In contrast to liberation theology, evangelicals, Neopentecostals, and adherents of prosperity theology preach an intensely individualistic faith. Rather than challenging its adherents to fight against entrenched power structures and challenge injustice, Latin American evangelical Protestants teach that spiritual, physical, and financial salvation are accomplished individually. Liberation theology seeks to transform unjust structures; evangelical Protestantism promises to equip believers to succeed within those structures. God blesses the righteous; the poor simply haven’t believed/worked hard enough.

It isn’t difficult to see how this meritocratic theology squares with the interests of the imperialist power where it originated.

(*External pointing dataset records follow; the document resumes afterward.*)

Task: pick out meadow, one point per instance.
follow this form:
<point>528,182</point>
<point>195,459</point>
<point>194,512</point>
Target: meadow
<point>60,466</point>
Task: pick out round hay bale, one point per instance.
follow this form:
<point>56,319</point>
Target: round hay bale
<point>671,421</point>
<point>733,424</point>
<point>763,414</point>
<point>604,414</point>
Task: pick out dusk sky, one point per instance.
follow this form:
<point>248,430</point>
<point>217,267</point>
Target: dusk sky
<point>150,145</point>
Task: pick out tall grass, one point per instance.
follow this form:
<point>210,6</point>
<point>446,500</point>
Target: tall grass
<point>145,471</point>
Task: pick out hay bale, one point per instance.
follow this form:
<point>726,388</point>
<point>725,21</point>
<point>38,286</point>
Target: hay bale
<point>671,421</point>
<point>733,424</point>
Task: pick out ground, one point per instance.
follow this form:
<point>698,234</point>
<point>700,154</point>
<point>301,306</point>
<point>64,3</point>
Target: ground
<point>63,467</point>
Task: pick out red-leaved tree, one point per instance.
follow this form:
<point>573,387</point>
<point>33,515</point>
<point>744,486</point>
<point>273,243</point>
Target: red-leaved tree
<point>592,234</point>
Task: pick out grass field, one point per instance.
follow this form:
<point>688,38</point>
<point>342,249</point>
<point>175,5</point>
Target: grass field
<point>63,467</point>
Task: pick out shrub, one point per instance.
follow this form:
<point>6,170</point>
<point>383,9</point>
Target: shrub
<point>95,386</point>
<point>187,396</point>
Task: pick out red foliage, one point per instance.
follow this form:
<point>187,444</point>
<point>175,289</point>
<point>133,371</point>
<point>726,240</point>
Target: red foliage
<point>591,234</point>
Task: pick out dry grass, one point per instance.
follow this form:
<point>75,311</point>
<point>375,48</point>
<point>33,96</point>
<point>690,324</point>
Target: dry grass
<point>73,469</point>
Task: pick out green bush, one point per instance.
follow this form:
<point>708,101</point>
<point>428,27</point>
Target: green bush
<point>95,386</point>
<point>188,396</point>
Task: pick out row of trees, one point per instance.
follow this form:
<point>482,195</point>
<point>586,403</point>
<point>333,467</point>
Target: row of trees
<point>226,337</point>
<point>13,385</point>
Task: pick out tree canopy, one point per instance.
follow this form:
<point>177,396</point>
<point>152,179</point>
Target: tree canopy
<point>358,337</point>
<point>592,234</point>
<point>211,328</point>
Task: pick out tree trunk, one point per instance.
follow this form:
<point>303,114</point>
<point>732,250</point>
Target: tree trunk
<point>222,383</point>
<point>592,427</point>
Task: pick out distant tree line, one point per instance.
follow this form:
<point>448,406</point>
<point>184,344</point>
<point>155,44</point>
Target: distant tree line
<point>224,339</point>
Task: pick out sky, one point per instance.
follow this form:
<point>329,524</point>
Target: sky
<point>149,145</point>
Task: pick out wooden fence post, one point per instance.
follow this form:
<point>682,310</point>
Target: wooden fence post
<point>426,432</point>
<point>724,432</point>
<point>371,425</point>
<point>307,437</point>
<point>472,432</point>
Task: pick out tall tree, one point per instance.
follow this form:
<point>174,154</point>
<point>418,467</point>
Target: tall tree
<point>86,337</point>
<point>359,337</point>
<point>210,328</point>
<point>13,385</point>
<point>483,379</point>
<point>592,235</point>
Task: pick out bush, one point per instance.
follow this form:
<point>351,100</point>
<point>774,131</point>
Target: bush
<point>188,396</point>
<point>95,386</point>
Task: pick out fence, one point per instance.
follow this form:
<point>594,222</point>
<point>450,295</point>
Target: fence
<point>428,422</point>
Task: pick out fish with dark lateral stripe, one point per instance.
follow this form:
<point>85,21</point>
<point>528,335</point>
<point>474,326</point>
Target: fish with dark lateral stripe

What could possibly be less threatening for US hegemony in Latin America, in religious terms, than a theology that is, for all intents and purposes, a product of the American dream? Work/pray hard, be a good citizen/churchgoer, and America/God will take care of the rest. If things don’t work, well, you should have worked/prayed harder. The problem could not possibly be with the system itself. Above all, American evangelicalism is a denial of structural inequality in favor of individual responsibility – just like liberal and neoliberal economics.